Ketiga, meningkatnya penggunaan teknologi baru yang cukup mahal. Teknologi baru memang selalu disertai dengan munculnya harapan baru. Dalam hal teknologi medis, ia menimbulkan harapan bahwa diagnosis akan lebih cepat dan tepat. Demikian pula terapi akan lebih terarah dan memberi pemulihan yang lebih cepat. Pada masyarakat modern, yang main sadar akan makan waktu dan produktivitas, kecepatan diagnosis dan terapi sangat penting artinya meskipun menggunakannya demi kecepatan dan ketepatan pengobatan yang akan diterimanya.

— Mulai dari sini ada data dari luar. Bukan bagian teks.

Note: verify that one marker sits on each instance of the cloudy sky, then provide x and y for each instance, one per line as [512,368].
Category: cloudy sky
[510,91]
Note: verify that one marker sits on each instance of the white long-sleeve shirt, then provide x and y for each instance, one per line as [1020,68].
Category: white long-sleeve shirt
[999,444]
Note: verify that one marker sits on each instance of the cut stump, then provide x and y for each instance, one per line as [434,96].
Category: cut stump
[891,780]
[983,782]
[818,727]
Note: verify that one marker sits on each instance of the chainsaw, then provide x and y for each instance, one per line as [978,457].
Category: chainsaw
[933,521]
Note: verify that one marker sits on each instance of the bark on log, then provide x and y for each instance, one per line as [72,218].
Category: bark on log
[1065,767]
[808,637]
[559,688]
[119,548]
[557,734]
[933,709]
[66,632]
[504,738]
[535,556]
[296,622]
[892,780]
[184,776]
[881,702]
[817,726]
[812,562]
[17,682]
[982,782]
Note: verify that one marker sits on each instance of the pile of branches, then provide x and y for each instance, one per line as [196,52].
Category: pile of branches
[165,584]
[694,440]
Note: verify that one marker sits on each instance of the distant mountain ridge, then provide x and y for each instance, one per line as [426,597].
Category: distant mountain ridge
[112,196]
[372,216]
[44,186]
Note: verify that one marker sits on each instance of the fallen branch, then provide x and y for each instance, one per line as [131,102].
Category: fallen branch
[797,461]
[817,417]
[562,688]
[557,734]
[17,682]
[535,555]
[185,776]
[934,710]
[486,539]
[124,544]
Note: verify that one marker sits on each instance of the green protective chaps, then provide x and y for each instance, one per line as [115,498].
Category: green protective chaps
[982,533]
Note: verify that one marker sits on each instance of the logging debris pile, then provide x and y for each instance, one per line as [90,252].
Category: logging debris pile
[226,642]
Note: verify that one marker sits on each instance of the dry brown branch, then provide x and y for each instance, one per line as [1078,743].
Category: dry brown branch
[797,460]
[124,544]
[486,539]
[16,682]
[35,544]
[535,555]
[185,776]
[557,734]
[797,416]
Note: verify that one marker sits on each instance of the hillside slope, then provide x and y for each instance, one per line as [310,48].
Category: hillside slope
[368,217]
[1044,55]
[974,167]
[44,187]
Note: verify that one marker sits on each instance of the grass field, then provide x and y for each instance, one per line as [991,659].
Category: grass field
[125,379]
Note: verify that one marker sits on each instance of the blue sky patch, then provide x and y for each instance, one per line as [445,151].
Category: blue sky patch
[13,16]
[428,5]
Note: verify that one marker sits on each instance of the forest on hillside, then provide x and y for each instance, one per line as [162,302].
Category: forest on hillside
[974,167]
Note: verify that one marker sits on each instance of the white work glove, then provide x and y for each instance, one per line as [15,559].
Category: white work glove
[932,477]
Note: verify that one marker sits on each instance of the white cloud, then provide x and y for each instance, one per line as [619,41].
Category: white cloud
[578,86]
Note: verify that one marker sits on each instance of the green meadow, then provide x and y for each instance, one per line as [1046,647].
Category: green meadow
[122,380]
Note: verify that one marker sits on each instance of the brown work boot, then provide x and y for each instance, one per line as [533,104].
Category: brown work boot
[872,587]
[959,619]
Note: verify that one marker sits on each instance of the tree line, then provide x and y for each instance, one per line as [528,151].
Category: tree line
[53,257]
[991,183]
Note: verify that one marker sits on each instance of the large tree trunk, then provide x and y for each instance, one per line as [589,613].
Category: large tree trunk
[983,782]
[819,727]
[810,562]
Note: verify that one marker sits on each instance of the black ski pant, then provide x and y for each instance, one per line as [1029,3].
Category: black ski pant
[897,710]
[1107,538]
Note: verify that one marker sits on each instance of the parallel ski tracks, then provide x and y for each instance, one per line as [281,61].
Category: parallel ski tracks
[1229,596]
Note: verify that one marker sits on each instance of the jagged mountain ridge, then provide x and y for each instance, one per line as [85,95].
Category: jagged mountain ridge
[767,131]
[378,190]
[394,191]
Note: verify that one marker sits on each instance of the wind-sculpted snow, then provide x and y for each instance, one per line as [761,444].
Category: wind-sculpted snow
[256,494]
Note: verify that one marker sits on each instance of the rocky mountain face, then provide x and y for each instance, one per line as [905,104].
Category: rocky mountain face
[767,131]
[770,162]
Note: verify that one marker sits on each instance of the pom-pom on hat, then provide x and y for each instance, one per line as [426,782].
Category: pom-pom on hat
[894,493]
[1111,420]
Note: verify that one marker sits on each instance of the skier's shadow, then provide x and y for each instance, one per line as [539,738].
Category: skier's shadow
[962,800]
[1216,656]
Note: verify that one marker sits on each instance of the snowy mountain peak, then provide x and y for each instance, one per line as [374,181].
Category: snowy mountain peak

Oleh karena itu, dari aspek ekonomi, penggunaan teknologi baru tidak selalu berarti mahal. Karena tingginya biaya yang harus dikeluarkan akan dapat dikompensasikan dengan kecepatan pemulihan produktivitas. Ia baru akan jadi mahal jika teknologi digunakan secara tidak tepat dan efisien. Sayangnya, pada masyarakat yang baru saja meningkat dari masyarakat agraris tradisi onal ke masyarakat pra-industri dan modern, banyak di anatara mereka melihat teknologi baru sebagai “mainan” baru yang ditujukkan untuk meningkatkan gensi. Bak petani cengkeh, misalnya, yang baru menikmati limpahan uang hasil panen, lalu membeli lemari es meskipun tak ada listrik di desanya. Teknologi baru hanyalah bagian dari ritus sosial yang meningkatkan status sosial.